Thanks to Derek Vreeland for sharing his thoughts on his blog.

what i chose for the giveaway

So many tough choices, really!  So in the end I decided to go with:

Klyne Snodgrass’ Stories with Intent: A Comprehensive Guide to the Parables of Jesus ($31.00)

Kenton Sparks’ God Words in Human Words: An Evangelical Approriation of Biblical Scholarship ($17.27)

It was tough to go between Sparks and Letham’s book on the Trinity.  Real tough.  But in the end I think I chose to go with Sparks because he covers such a broad spcetrum of the Bible and issues I would like to read up on, though I really want to check out Letham too.

on the importance of understanding the Trinity

I want to put up Tony’s response from my last post on the lack of interest in the doctrine of the Trinity – it’s too good to let go by in the comments section (I edited it slightly for effect):

The doctrine of the Holy Trinity is the single most important doctrine of Christianity. Everything else depends on it; ecclessiology, christology, pneumatology, interpretation of Scripture, missiology, etc….  It is the most appropriate and timeless way to talk about God. It is what separates us from other religions, it defends the Church from heresy.

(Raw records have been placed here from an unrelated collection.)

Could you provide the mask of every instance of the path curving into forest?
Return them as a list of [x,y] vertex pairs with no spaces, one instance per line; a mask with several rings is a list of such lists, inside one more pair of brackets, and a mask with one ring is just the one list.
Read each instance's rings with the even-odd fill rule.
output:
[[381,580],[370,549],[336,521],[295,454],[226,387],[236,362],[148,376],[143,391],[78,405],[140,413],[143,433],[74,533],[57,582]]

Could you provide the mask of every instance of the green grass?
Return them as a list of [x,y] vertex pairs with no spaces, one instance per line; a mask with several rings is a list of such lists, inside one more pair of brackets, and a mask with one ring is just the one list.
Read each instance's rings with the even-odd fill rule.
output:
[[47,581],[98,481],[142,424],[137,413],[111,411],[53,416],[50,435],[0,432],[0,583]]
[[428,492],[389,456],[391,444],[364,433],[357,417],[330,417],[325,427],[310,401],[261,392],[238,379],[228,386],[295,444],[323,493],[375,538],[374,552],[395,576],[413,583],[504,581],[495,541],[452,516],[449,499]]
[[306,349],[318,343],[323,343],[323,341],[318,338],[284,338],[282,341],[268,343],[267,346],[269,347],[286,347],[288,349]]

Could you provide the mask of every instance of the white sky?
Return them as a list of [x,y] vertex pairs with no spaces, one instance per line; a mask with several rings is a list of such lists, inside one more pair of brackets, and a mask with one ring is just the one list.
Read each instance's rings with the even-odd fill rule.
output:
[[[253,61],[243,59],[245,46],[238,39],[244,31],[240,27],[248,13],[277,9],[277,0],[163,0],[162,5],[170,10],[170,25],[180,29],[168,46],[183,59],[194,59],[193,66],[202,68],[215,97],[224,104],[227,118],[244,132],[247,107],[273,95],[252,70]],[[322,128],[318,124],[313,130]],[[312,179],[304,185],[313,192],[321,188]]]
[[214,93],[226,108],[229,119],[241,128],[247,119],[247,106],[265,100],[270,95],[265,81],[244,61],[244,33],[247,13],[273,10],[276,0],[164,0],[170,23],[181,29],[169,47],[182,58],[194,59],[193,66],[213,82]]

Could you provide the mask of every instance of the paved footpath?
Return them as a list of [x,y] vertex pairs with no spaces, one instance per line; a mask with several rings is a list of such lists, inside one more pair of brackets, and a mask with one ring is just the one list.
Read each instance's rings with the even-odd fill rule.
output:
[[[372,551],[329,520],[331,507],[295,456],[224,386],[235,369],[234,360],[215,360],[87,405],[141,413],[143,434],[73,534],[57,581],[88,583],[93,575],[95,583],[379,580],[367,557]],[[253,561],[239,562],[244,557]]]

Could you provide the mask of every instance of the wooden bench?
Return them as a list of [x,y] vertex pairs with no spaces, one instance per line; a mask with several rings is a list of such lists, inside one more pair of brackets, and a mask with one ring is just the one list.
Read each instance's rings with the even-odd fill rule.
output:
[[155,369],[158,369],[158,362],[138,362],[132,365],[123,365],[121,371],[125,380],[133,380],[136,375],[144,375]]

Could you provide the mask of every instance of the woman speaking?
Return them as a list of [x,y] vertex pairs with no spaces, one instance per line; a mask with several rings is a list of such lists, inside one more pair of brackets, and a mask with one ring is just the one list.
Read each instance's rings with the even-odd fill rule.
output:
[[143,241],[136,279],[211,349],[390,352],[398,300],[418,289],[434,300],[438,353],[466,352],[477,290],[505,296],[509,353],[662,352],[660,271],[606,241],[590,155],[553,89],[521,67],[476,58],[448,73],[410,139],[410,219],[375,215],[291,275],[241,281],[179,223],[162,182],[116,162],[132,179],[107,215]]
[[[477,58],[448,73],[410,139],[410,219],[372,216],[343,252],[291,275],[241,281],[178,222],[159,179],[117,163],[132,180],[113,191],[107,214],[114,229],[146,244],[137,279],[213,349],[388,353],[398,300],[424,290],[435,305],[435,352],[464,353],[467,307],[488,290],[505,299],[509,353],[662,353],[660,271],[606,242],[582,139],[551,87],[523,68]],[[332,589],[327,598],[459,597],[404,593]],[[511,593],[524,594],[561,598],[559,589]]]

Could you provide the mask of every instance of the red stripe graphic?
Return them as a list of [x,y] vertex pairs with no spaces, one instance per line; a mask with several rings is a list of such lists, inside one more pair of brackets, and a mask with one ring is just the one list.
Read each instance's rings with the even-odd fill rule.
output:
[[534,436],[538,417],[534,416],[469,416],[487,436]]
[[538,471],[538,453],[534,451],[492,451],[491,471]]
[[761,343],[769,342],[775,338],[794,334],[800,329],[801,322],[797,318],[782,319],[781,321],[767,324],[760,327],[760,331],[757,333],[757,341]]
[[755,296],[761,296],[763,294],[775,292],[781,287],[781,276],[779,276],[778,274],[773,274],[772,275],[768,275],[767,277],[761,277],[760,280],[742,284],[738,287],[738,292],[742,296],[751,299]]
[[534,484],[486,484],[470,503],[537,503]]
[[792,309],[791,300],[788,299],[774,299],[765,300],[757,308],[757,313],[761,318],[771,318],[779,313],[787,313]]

This is it.  It is the single most important doctrine of Christianity – in essence it is what separates the wheat from the chaff – true believers from the false ones.  I know Nick has shared it is usually one of the primary reasons a cult is a cult – they dismiss God as Trinity. 

What are some other reasons it is important to know and understand God as Trinity?

Here is a really good book to consider on the Trinity:

Robert Letham, Holy Trinity: In Scripture, History, Theology, and Worship (P and R Publishing Company, 2005).